Here’s the winning monologue in full:
As much as I kind of use a little bit of a startup analogy, like America never really found product market fit with what we were trying to do in Afghanistan.
There’s some fantastic Gallup polling that’s been done in Afghanistan over the past 15-20 years already, and they’ve actually had people on the ground polling there.
And most recently, which has been consistent for over ten years, polling shown that 87% to 90% of Afghans said that the government is corrupt. This is the government put in power put in place by the United States. 90% say businesses are corrupt. And if you go back to a poll they ran in 2010, the question was —
“In general, which of these statements comes closest to your point of view? Sharia law must be the only source of legislation.”
- 56% of the Afghan population in 2010 believe that to be true.
- And another 38% said Sharia law must be a source of legislation, but not the only source.
- That leaves just 7% of people that think that Sharia law should not be part of the legislative process in defining the Afghan laws and Constitution.

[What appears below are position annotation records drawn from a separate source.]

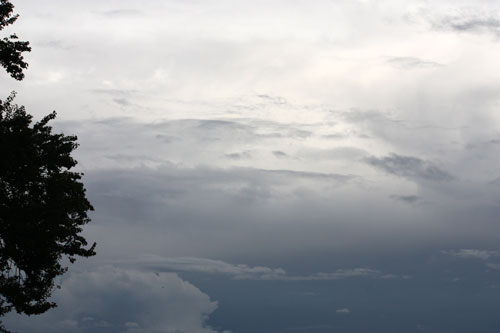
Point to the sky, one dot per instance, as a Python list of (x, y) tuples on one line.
[(275, 166)]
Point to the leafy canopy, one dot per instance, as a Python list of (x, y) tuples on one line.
[(11, 48), (42, 209)]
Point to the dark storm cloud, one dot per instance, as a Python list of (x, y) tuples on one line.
[(412, 63), (409, 167), (467, 20)]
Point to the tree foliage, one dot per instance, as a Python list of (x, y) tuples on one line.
[(42, 209), (11, 48)]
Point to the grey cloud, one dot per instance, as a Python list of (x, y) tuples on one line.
[(466, 21), (122, 300), (55, 44), (122, 101), (279, 154), (114, 92), (493, 266), (273, 99), (409, 167), (412, 63), (411, 199), (122, 13), (471, 254), (245, 272), (344, 311)]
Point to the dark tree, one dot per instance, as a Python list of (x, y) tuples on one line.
[(42, 209), (42, 203), (11, 48)]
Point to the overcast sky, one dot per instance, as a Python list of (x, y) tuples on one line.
[(275, 166)]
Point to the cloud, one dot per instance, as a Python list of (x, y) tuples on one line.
[(122, 300), (493, 266), (122, 12), (468, 20), (472, 253), (410, 199), (279, 154), (409, 167), (412, 63), (343, 311), (245, 272)]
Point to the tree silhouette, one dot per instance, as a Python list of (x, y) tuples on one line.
[(11, 48), (42, 203), (42, 209)]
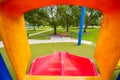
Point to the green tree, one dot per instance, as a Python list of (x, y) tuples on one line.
[(37, 17), (31, 17)]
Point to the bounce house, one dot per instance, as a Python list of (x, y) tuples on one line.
[(14, 37)]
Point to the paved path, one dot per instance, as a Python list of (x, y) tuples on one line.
[(55, 39)]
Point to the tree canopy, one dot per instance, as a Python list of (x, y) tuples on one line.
[(65, 16)]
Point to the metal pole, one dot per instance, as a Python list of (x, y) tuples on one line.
[(81, 25)]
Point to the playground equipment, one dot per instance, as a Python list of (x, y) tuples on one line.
[(63, 64), (4, 73), (118, 78), (13, 34)]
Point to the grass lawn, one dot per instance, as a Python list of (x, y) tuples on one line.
[(91, 35), (39, 36), (48, 48)]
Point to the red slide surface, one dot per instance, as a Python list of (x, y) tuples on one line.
[(64, 64)]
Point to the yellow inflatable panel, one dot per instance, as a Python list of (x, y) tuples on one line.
[(61, 78), (118, 64)]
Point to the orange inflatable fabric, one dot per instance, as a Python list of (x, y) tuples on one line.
[(13, 33)]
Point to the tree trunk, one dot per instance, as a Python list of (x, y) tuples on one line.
[(34, 28), (86, 25), (55, 30), (67, 28)]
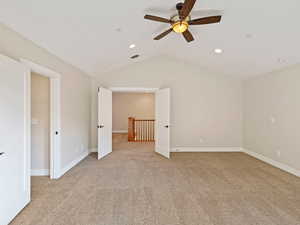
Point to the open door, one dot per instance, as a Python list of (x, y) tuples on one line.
[(104, 122), (14, 138), (162, 122)]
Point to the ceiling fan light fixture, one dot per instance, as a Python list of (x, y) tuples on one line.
[(180, 26)]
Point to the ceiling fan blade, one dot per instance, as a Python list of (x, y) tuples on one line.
[(157, 19), (186, 8), (188, 36), (158, 37), (205, 20)]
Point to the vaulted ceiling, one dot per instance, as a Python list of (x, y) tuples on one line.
[(256, 36)]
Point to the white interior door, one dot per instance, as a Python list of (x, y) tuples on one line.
[(162, 122), (104, 122), (14, 138)]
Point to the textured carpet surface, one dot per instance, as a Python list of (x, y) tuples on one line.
[(135, 186)]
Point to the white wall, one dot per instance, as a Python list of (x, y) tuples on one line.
[(75, 94), (40, 128), (137, 105), (271, 116), (206, 108)]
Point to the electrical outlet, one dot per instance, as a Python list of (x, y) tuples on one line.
[(278, 153), (272, 119)]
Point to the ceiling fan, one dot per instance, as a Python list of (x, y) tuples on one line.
[(181, 22)]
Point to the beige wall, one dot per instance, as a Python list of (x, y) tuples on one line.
[(75, 92), (271, 116), (40, 128), (138, 105), (206, 108)]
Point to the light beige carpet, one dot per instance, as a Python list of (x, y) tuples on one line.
[(134, 186)]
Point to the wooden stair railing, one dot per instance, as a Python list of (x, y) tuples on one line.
[(140, 130)]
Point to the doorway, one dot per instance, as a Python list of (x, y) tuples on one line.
[(40, 125), (161, 122), (133, 121), (42, 74)]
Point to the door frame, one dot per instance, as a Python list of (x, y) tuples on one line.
[(136, 90), (55, 112)]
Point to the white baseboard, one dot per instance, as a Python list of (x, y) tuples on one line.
[(93, 150), (272, 162), (73, 163), (40, 172), (206, 149), (120, 131)]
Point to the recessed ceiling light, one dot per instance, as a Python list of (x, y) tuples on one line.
[(218, 51)]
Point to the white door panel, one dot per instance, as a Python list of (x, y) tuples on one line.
[(14, 138), (104, 122), (162, 122)]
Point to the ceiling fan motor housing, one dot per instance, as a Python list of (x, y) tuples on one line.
[(179, 6)]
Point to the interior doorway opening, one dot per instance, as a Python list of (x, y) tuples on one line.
[(52, 133), (40, 125), (133, 121), (161, 121)]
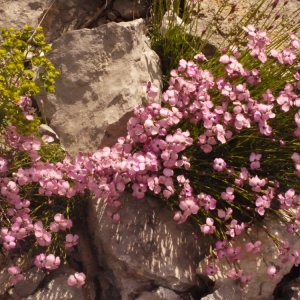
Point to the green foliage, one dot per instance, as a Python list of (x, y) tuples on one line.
[(22, 52)]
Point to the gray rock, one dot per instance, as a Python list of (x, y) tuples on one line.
[(146, 246), (18, 13), (261, 287), (47, 130), (67, 15), (132, 9), (102, 71), (225, 292), (57, 289), (160, 294)]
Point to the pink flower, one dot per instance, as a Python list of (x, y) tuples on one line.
[(208, 228), (211, 270), (39, 260), (254, 248), (71, 240), (257, 183), (150, 89), (52, 262), (189, 206), (3, 165), (78, 279), (9, 242), (219, 164), (15, 273), (254, 159), (272, 272), (228, 195)]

It’s almost like when you start a company and you try and create a product and you sell it to a customer base, you got to figure out what the product is. You got to make sure the customers want it. And then the idea for the startup works. The problem here is our views as a nation and maybe Western democracy doesn’t necessarily fit with what that market wants. And we can certainly make the case that we believe that our ethics and our values are superior and provide more of an opportunity for individual freedom and Liberty, things that we believe should be available around the world. But if the market is not buying it, the customers don’t want it. You’re really just raising a ton of venture money trying to create a product that no one really wants. And at the end of the day, you’re a trillion dollars down and you have to shut the thing down and it goes bankrupt.
And that’s effectively what went down here. And if you look at the history of Afghanistan, remember, they were in the Soviet Afghan war in the 80s near the entire decade of the 80s. Then the Taliban came along and provided a degree of stability in the 90s. And then all of a sudden, this Al Qaeda 9-11 war began after Taliban had been in power for a year. And it’s been 20 plus years of strife and 20 years of stripe and challenge, where the population have increasingly viewed the government to be corrupt, businesses to be corrupt.

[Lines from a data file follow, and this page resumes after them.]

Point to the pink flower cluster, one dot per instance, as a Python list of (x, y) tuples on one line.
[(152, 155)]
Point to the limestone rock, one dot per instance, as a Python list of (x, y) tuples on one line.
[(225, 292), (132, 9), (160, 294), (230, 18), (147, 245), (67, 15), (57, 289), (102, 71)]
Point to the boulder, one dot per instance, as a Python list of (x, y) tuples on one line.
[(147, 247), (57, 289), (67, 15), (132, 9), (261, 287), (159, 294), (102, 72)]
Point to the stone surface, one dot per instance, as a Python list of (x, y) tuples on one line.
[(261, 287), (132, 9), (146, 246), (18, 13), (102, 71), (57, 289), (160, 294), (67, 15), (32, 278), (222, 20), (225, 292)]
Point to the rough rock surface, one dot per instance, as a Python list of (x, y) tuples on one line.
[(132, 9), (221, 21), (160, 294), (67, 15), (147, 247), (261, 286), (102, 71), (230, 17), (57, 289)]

And here’s a really interesting statistic which also came out of this polling that Gallup does over the last ten years. The percentage of Afghans that are happy with their present household income has gone or not happy. Sorry, with their present household income has gone from 60% to 90% nine out of ten Afghans as of last year were not making enough money to make ends meet. So you put all of these facts together. You’ve got this long history of stripe with this company effectively coming in, trying to tell you how to run your government, how to run your country that doesn’t match with your beliefs on the way you think a government should be built. You’ve got all of this turmoil that’s happened historically. It really was, I would say, to some degree, this inevitable failure of the startup that got over funded, that never found product market fit, that never really got off the ground. Certainly the exit strategy on how do you win something down in this case? And it certainly relates to human lives. And the tragedy of the partners that we had on the ground was totally mishandled.